With gorgeous prose and heart-stopping emotion, The Dreamers startles and provokes about the possibilities contained within a human life, when we are awake and, perhaps even more, when we are dreaming.
APPLE BOOKS REVIEW
A freshman at a small California college falls asleep and can’t be roused. Soon, more of her classmates—and an ever-increasing number of townspeople and aid workers—are similarly afflicted: suspended in a dream state and kept alive via feeding tubes. We devoured Karen Thompson Walker’s novel, which shifts from intimate snapshots of the lives disrupted by the so-called Santa Lora Virus to sharp insights into the evolution of a public health crisis. The Dreamers raises compelling questions about memory, love, time, and the tension between individual bonds and the greater good.
PUBLISHERS WEEKLY
Walker's richly imaginative and quietly devastating second novel (after The Age of Miracles) begins in a college dorm in an isolated town in the hills of Southern California, where a freshman thinks she is coming down with the flu.
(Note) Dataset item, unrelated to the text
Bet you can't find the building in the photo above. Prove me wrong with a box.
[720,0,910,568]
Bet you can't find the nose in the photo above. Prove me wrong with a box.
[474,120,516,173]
In fact, she has a mysterious disease that causes its victims to fall into a deep, dream-laden sleep from which they cannot be woken, and which sometimes leads to death. The disease spreads slowly at first, then more rapidly, and soon the whole town is under a quarantine. The perspective moves smoothly in and out of the minds of several of the college students and town residents, drawing back to look at the entire situation from a detached but compassionate point of view and then plunging back into the minds of those attempting to deal with the escalating problems. Among the characters are Mei, a lonely college freshman; 12-year-old Sara, who copes with an unhinged survivalist father; Sara's neighbors, a faculty couple with a newborn baby; and aging biology professor Nathaniel. As the majority of the people of the town fall victim to the disease, neuropsychiatrist Catherine Cohen, separated from her family by the quarantine, tries desperately to find its cause, until arson at a library that's being used as a makeshift hospital has unintended results on the state of some of the dreamers. The relatively large number of central characters makes it likely that some will succumb to the disease, upping the suspense of the story. Walker jolts the narrative with surprising twists, ensuring it keeps its energy until the end. This is a skillful, complex, and thoroughly satisfying novel about a community in peril.